In order to determine whether a rental property is performing well financially, you’ll want to undertake a cash flow analysis. Cash flow can be calculated by subtracting your expenses from your income.
Monthly rental income: $800
Monthly operating expenses:
Cash flow: $120 ($800 – $680)
After the expenses have been subtracted from the income, this property is left with a cash flow of $120 per month.
Any positive cash flow is better than negative cash flow, yet it should still be substantial enough to make your investment worthwhile. Generally speaking, a cash flow of around $100-$200 per unit can be considered good. This means that after expenses have been taken care of, the landlord will be left with this money in their pocket. It can then be put towards further investment efforts or saved as security.
While cash flow is a relatively easy calculation to perform, it should not be taken at face value, as there are other factors that determine the overall financial health of a property.

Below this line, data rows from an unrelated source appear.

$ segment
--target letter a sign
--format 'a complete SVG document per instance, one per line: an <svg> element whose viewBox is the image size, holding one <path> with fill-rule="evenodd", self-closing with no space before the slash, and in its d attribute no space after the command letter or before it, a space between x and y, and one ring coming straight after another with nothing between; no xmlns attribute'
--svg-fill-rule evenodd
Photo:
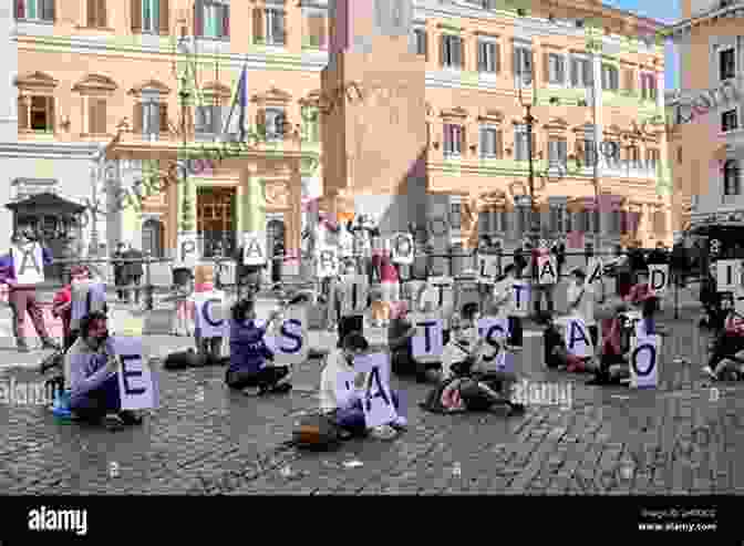
<svg viewBox="0 0 744 546"><path fill-rule="evenodd" d="M242 265L262 266L266 264L266 235L259 231L242 234Z"/></svg>
<svg viewBox="0 0 744 546"><path fill-rule="evenodd" d="M38 285L44 281L41 245L33 243L22 248L13 247L11 253L19 285Z"/></svg>
<svg viewBox="0 0 744 546"><path fill-rule="evenodd" d="M413 236L411 234L395 234L391 240L393 264L413 264Z"/></svg>
<svg viewBox="0 0 744 546"><path fill-rule="evenodd" d="M555 285L558 282L558 266L555 256L537 258L538 284Z"/></svg>

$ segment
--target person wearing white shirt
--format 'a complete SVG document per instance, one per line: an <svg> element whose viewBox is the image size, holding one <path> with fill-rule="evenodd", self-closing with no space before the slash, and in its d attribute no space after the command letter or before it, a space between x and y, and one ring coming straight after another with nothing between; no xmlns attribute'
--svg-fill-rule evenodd
<svg viewBox="0 0 744 546"><path fill-rule="evenodd" d="M335 424L344 431L344 436L363 435L366 432L364 409L364 373L354 377L353 384L348 389L341 389L339 379L349 377L354 372L354 358L361 357L370 346L359 332L348 333L341 341L341 347L328 353L326 365L320 375L320 410L332 415ZM400 399L395 391L391 390L393 405L400 408ZM399 416L394 423L378 426L372 430L373 435L389 440L396 435L393 426L405 426L405 418Z"/></svg>
<svg viewBox="0 0 744 546"><path fill-rule="evenodd" d="M566 293L568 310L570 313L581 317L583 323L589 329L592 346L597 347L599 330L597 328L597 319L595 318L595 305L603 300L604 286L602 285L600 290L597 290L593 284L586 281L587 275L579 268L574 269L571 276L574 278Z"/></svg>

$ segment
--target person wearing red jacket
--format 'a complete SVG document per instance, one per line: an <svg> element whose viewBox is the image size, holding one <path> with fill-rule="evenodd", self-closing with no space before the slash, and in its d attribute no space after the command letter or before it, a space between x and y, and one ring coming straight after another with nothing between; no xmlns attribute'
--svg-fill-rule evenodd
<svg viewBox="0 0 744 546"><path fill-rule="evenodd" d="M736 312L731 298L723 298L721 306L727 313L724 331L715 342L707 365L703 368L703 372L713 380L721 379L722 372L726 368L726 364L723 363L725 360L734 360L738 365L744 363L744 360L735 358L738 351L744 350L744 317Z"/></svg>
<svg viewBox="0 0 744 546"><path fill-rule="evenodd" d="M651 295L651 287L649 286L649 271L648 269L642 269L638 271L638 284L630 289L630 293L623 298L626 303L630 303L634 307L640 307L643 305L649 296Z"/></svg>

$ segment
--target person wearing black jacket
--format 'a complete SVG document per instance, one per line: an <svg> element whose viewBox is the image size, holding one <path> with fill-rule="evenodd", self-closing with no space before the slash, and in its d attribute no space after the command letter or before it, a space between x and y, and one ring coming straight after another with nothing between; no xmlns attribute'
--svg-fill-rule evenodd
<svg viewBox="0 0 744 546"><path fill-rule="evenodd" d="M134 295L134 303L138 305L140 303L140 292L142 289L140 286L142 285L142 276L144 275L144 269L142 267L142 260L144 259L143 254L137 250L136 248L133 248L130 243L126 244L126 250L122 255L122 258L125 260L137 260L137 261L127 261L124 265L124 284L130 286L134 285L136 288L127 290L127 302L132 302L132 295Z"/></svg>

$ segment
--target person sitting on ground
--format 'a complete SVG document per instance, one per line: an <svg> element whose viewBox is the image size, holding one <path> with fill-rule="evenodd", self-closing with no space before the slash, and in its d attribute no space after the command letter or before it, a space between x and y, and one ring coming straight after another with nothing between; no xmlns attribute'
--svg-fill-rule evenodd
<svg viewBox="0 0 744 546"><path fill-rule="evenodd" d="M365 354L370 344L360 332L350 332L341 340L341 347L333 349L326 358L326 365L320 375L320 410L333 418L335 424L343 431L343 437L360 436L368 432L364 419L362 399L365 393L364 373L355 374L354 384L349 385L347 398L341 400L339 395L343 390L339 389L339 378L354 372L354 358ZM400 411L400 399L395 391L391 390L393 405ZM373 436L389 440L397 432L395 427L406 425L406 420L399 416L394 423L372 429Z"/></svg>
<svg viewBox="0 0 744 546"><path fill-rule="evenodd" d="M498 351L514 349L506 344L506 340L503 342ZM513 412L524 410L524 406L510 400L516 374L489 365L496 360L497 353L488 354L484 362L485 346L485 339L478 337L477 328L473 328L468 320L453 316L452 339L442 353L441 394L436 396L447 405L446 400L456 390L457 398L467 410L486 411L499 403L509 405Z"/></svg>
<svg viewBox="0 0 744 546"><path fill-rule="evenodd" d="M551 313L544 313L546 328L542 332L545 364L550 369L565 369L569 373L585 372L591 368L591 357L581 358L568 352L565 326L558 326Z"/></svg>
<svg viewBox="0 0 744 546"><path fill-rule="evenodd" d="M724 330L715 340L713 353L703 368L703 372L713 380L723 379L726 371L741 372L744 364L744 360L736 358L736 353L744 350L744 317L736 312L731 298L722 298L721 306L726 312Z"/></svg>
<svg viewBox="0 0 744 546"><path fill-rule="evenodd" d="M622 370L623 367L628 365L626 348L622 343L622 321L626 312L628 312L628 306L620 303L614 309L614 316L602 321L602 346L599 365L595 369L595 377L587 384L619 384L620 375L624 375L624 373L612 374L612 370L616 367L620 367Z"/></svg>
<svg viewBox="0 0 744 546"><path fill-rule="evenodd" d="M64 356L70 410L85 421L103 420L108 427L140 424L142 418L121 409L120 358L108 340L106 316L95 311L81 320L80 337Z"/></svg>
<svg viewBox="0 0 744 546"><path fill-rule="evenodd" d="M630 303L634 308L640 308L643 305L645 298L651 293L651 287L649 286L649 270L641 269L638 271L638 284L636 284L631 289L630 293L623 298L626 303Z"/></svg>
<svg viewBox="0 0 744 546"><path fill-rule="evenodd" d="M230 320L230 365L225 382L230 389L249 394L267 392L286 393L292 389L287 365L271 365L273 352L267 347L265 336L278 313L259 326L256 320L256 301L246 299L232 306Z"/></svg>

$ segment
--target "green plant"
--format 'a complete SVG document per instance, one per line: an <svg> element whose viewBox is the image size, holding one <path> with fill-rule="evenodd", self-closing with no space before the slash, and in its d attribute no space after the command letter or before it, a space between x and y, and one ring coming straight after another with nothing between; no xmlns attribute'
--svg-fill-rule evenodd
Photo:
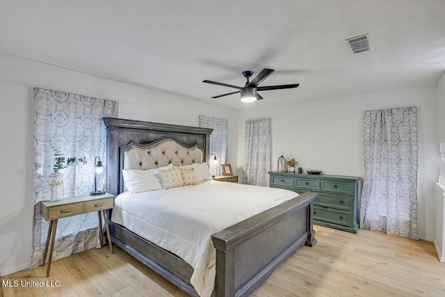
<svg viewBox="0 0 445 297"><path fill-rule="evenodd" d="M71 156L66 159L66 166L65 165L65 159L63 156L63 154L60 152L60 150L57 147L53 147L54 151L54 159L56 163L53 166L53 170L54 173L58 172L58 170L61 170L63 168L66 168L68 166L74 166L79 163L86 164L86 157L83 156Z"/></svg>
<svg viewBox="0 0 445 297"><path fill-rule="evenodd" d="M287 165L291 167L295 167L298 165L298 162L295 161L295 159L292 158L289 161L287 161Z"/></svg>

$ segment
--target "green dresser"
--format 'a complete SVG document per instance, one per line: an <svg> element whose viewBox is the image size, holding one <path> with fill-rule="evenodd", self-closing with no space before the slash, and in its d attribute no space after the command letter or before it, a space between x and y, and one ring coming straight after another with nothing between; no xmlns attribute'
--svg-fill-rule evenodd
<svg viewBox="0 0 445 297"><path fill-rule="evenodd" d="M308 175L269 172L270 187L293 191L299 194L316 192L314 223L348 232L359 229L358 203L363 180L342 175Z"/></svg>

When analyzing rental property cash flow, the purchase price of the property should be taken into account. A property that was purchased for $200,000 but has a cash flow of $150 per month is very different from a property that was $800,000 with a cash flow of $150 per month. Cash flow is very much relative to the purchase price of the property.
As careful as you are, there is sometimes no way to escape dips in your cash flow. Some of the factors that can harm your cash flow are:
Depending on the severity of unexpected expenses, they may temporarily derail your cash flow. For example, a burst pipe in the middle of winter may incur a hefty maintenance fee. Similarly, although not the norm, nightmare evictions are still a risk that can result in one-off legal fees and unwanted vacancies.
If you find that your property is not bringing in favorable cash flow, you may be able to increase it in a number of different ways:
Finding ways to maximise your rental income can help you hit those higher cash flow goals. Nonetheless, you should be reasonable in what you charge for rent, for example, to ensure your property remains attractive to potential tenants. If you live in a state or city that is rent controlled, you may be limited by legislation. If your current tenants are not pet owners, enforcing a pet fee and monthly pet rent will not lead to any discernable change. Adding a pet policy to the lease agreement during a vacancy however, can lead to a widened pool of potential applicants and increased monthly income.
Alongside cash flow, another useful calculation to have on hand is rental yield, which measures how much cash a rental property produces each year as a percentage of the asset’s value. Rental yield is unlike cash flow in that it does take the property value into account. Landlord Studio’s free rental yield calculator will help you easily measure this.
Without consistently tracking your income and expenses, you will be unable to accurately calculate the cash flow of your rental property. Utilizing purpose-built property management software like Landlord Studio will allow you to keep on top of your bookkeeping throughout the year. Then, whether you want to generate profit and loss reports at the end of the tax year or run the numbers quickly partway through the year, all of your data is easily accessible and organized.
Keep in mind that every landlord has a slightly different portfolio. A healthy cash flow for one landlord, may be considered disastrous for another. How much cash flow is good for a rental property depends on the location and purchase price. A cash flow of $100-$200 is ideal but this should be viewed within the wider context of your personal portfolio.
The bottom line is that any positive rental property cash flow is good as this can lead to higher profit, increased opportunity to invest further, and can act as a safety net, should unexpected expenses arise. If you are just breaking even without making any real gains, the investment may not be considered worthwhile.